A person who swears off drinking, for example, may turn on the television set the same day of their resolution and see a movie about Alcoholics Anonymous. When one resolves to solve a personal problem, one will often see a "resonant message" embedded in a moment, he says.
"You're looking for patterns. It's like you're on your own psychological scavenger hunt. You look for pieces to fit the puzzle. The completed pattern is experienced as a synchronicity."
Some critics of synchronicity deny these events occur at all.
Skeptics cite one of the most frequently touted examples of synchronicity: the strange parallels between Abraham Lincoln and John F. Kennedy.

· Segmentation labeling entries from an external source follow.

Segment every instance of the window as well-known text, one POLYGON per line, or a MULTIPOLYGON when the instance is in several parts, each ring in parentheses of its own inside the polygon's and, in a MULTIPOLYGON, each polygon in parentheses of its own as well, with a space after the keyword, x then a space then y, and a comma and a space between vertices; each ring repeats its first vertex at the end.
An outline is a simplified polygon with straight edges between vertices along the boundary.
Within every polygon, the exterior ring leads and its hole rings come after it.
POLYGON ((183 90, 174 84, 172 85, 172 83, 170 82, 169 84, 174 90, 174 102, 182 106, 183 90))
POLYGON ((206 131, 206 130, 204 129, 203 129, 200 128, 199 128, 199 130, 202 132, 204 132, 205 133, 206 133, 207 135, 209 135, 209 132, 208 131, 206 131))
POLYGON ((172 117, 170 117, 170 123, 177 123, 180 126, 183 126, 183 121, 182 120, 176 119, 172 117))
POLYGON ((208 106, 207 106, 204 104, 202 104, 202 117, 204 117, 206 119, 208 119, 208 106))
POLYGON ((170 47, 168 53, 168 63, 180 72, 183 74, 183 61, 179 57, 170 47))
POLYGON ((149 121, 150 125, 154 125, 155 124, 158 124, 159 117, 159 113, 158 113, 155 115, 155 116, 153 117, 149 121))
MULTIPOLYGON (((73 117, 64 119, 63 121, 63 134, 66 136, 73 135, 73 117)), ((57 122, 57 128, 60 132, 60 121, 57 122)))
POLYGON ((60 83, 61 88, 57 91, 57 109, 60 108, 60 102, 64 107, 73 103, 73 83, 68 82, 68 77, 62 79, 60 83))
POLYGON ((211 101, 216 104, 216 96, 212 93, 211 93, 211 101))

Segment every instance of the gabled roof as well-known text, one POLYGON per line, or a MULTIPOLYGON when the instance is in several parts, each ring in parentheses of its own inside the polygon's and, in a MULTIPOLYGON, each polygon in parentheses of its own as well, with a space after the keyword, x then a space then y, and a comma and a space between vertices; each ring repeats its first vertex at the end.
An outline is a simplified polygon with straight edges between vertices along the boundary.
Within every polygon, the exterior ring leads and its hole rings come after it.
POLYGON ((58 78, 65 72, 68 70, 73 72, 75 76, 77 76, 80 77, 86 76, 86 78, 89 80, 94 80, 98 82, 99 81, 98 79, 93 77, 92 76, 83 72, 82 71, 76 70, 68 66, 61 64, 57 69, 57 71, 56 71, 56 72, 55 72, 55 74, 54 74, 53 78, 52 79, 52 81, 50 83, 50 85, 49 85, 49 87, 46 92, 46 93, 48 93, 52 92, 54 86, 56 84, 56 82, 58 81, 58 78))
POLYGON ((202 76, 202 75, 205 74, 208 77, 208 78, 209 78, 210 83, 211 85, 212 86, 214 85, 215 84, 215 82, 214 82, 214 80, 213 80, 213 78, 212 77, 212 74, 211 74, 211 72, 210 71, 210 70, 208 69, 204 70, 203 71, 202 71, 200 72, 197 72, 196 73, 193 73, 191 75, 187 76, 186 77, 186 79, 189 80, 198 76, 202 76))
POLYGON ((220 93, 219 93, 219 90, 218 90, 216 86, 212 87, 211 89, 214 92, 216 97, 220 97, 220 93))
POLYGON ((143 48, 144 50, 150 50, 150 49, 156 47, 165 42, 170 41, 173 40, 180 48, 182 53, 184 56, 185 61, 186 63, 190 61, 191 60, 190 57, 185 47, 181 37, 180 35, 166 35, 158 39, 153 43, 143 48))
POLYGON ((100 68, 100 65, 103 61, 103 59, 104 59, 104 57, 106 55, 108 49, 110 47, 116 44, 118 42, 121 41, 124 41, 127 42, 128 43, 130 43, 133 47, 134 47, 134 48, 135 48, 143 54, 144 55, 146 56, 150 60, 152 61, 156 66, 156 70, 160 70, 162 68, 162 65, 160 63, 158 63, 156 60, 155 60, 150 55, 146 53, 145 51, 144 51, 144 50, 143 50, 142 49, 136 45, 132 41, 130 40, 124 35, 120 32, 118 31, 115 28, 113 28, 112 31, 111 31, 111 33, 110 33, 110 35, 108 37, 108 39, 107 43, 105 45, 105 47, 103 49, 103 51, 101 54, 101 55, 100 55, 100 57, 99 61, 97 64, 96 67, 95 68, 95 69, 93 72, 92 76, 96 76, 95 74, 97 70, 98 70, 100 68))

Both presidents had seven letters in their last names and were elected to office 100 years apart -- 1860 and 1960. Both were assassinated on a Friday in the presence of their wives, Lincoln in Ford's Theatre and Kennedy in an automobile made by Ford. Both were felled by assassins who went by three names, John Wilkes Booth and Lee Harvey Oswald. And both were succeeded by vice presidents who were Southern Democrats with the last name Johnson.
What does it mean?
Absolutely nothing, wrote Bruce Martin in an essay for Skeptical Inquirer magazine. Mathematical probability ensures that some coincidences will occur, but people assign less probability to coincidences than they deserve. Probability ensures that in a random selection of 23 people, he says, there is a 50% chance that at least two of those people celebrate the same birth date.
Synchronicity supporters also ignore facts that challenge the meaning of their coincidences, he says. Take Lincoln and Kennedy: They shared similarities, but they were also born and died in different months, states and at different ages. What about those differences?
"For any two people with reasonably eventful lives it is possible to find coincidences between them," Martin wrote in the essay "Coincidences: Remarkable or Random?"
"Two people meeting at a party often find some striking coincidence between them, but what it is -- birthdate, hometown, etc. -- is not predicted in advance."
Hollis, the Jungian analyst, readily concedes some coincidences exist apart from synchronicity. But he says there are other odd coincidences that go beyond mathematical possibility. You just can't explain them away. He says these strange stories reveal "the spectral presence" of some kind of energy that deliberately infiltrates people's daily lives.
Consider one of the strangest synchronicity stories ever told:
In 1938, Joseph Figlock, a street sweeper, was cleaning an alley in Detroit when a baby fell from an open, fourth-floor window. The baby hit Figlock in the head, the impact saving the child's life. A year later, Figlock was sweeping another alley when another baby fell from a fourth-floor window -- onto Figlock. Same fate. Both Figlock and the baby were unharmed.
What does one make of such a story?
Time magazine matter-of-factly reported Figlock's story under the headline, "Coincidence in Detroit." It did not include any interviews -- and the story is one the Internet loves to debate as truth or fiction. This much appears to be sure: No one ever caught up with Figlock or either of the babies to see how their lives were shaped by those amazing moments.
Try to explain why these coincidences occur, and few agree. Even Jung struggled to grasp the implication of synchronicity -- some say he had at least three different definitions of it, and his followers disagreed about its meaning.
Says Williams, the disbeliever: "I don't think anyone has had a bead on the absolute truth."
So what are we left with? Puzzling stories of falling babies, plum pudding and odd coincidences that can shape people's lives -- and even haunt them.